“Write about your first home: your childhood home or your first apartment or house of your own.”
Wow, nearly 40 years on this earth and still, when I think of home, my mind goes back to 5711 Broomall Street in South Philadelphia. It’s the place of probably my biggest progress because it’s where I learned how to find myself. Even though it was cramped, and my room was like a broom closet, it is where most of my integral memories were formed. When I think of 5711 Broomall Street I think of…
Spring baseball. I used to tape up a bullseye on my closet door at right around the area where I felt like the strike zone would be. Then I would put a length of masking tape on the floor back by my window, and I would stand behind it. I would take the ball from my over the door basketball set and play out entire games. If I hit the strike zone it was an out. If I missed the strike zone it was a hit for the opposing team. I would play as if I was both sides, and I would be exhausted by the end.
Latchkey fun. I busted my head one day when we got home from school, in that “between time” before my mother arrived. I knew the leg of the stool was hanging on by a thread, but I still tested it. I still bounced on it. While I was on the phone with my nana one afternoon it completely collapsed, I crashed to the floor, and I hit my head hard on the radiator. It was winter so the thing was damn hot. I still have a spot on my head where hair won’t grow.
Getting locked out. Once, when I was riding public transportation home from school, I walked the several blocks home before realizing I didn’t have my key. It was the dead of winter — snow was on the ground — and I huddled out on the front stoop waiting for someone to come rescue me. Eventually, frozen as a popsicle, I realized I would have to do something. So I somehow clumsily climbed on the roof above the porch and jimmied open the window to my mom’s bedroom. The radiator was my friend that day.
Making out. In high school I got my first job and my first girlfriend, not necessarily in that order. After school I would invite her back to the house even though I was supposed to be on my paper route, and we would make out for about an hour and a half each day, sometimes only stopping when we heard a car pull up outside. Sometimes I would even have to slip her out the back door. Yikes.
Making snow angels. It might have been the ghetto, and we might have been poor, but there are some things everyone did, one of which was snow angels. I recall times when the snow was still coming down thick and we would have a snow day from school. My sister and I would layer up, get on our boots, and drop down backward onto the carpet of snow, waving our arms out like we were butterflies. Mine never came out quite right, probably because I would always get up so quickly the snow would fill in part of my wings right away.
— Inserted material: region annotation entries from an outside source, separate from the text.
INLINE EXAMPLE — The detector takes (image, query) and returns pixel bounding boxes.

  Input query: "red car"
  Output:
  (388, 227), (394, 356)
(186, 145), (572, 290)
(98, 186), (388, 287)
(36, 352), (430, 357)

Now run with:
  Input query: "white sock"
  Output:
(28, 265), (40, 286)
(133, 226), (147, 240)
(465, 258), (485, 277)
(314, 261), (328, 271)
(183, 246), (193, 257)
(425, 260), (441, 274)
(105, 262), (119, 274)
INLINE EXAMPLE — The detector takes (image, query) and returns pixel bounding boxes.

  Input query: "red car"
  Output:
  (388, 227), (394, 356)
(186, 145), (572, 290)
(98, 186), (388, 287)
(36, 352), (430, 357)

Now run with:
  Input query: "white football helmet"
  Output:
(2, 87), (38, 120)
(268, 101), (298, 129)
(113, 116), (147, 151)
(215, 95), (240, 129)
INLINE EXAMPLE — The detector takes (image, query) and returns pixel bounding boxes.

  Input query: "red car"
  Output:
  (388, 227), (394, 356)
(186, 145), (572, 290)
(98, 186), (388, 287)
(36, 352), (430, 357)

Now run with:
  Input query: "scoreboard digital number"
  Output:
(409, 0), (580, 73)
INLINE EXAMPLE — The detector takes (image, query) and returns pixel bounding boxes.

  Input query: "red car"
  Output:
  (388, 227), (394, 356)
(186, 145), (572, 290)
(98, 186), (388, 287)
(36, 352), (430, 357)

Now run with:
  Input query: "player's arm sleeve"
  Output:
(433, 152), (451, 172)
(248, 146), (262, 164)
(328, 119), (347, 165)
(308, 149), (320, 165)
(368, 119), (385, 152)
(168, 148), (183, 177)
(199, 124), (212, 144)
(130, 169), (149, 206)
Tending the “garden.” The backyard was a lost cause, but my dad got it into his head that he was going to build a little garden back there one spring. We were pulled into service pulling massive amounts of weeds, mowing the overgrown yard, and raking the dirt when all the grass and weeds were gone. It was hot, sweaty work, and we hated every minute of it. It was not satisfying after the fact either, because the ground just wasn’t right for growing anything. The weeds eventually grew back.
Hiding beneath the stairs. I think of Harry Potter now, how in that first book he was stuck in the tiny space under the stairs, how much he hated it. It was the opposite for me. When we first moved into the house I remember racing through every room trying to find a small space to call my own, a place to hide. And there it was, waiting for me, and it looked just like that little room that Harry hated. I slid in there quiet as a mouse and made it my own. Eventually my mother decided to use it for various storage, but before that it was all mine. Shhhh.
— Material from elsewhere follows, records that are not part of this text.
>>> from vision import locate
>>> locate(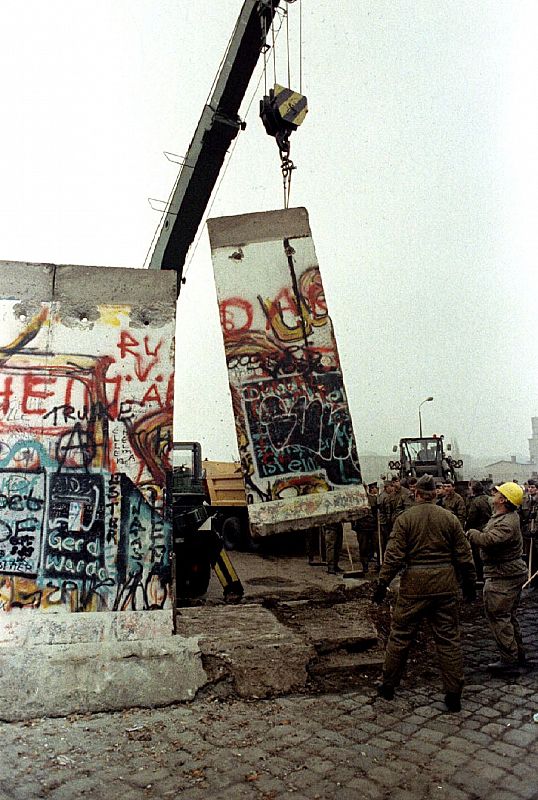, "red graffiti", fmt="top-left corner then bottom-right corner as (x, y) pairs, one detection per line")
(219, 297), (254, 333)
(22, 372), (56, 416)
(116, 331), (163, 381)
(0, 377), (13, 416)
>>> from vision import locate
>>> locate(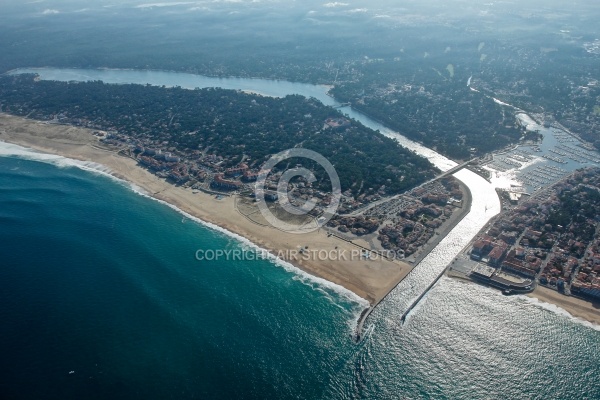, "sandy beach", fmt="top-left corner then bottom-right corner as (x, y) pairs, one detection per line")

Falling onto the couch. We called it “judu,” the art of standing on the arms of the couch and falling face first onto the couch cushions. It was such a rush, too, and I’m still not quite sure how we started doing it anyway. It was probably Joy’s idea, as most things back then were, and I followed along. The test was to hold our hands laced together behind our backs before we fell. If we unclasped our hands before we hit bottom we were disqualified and the other person won that round.
To this day I still think that “judu” was the ultimate rush. There were some really good times spent in and around that house, even though these days I spend more time thinking about the negatives than the positives. Time to fix that perception. This was a start.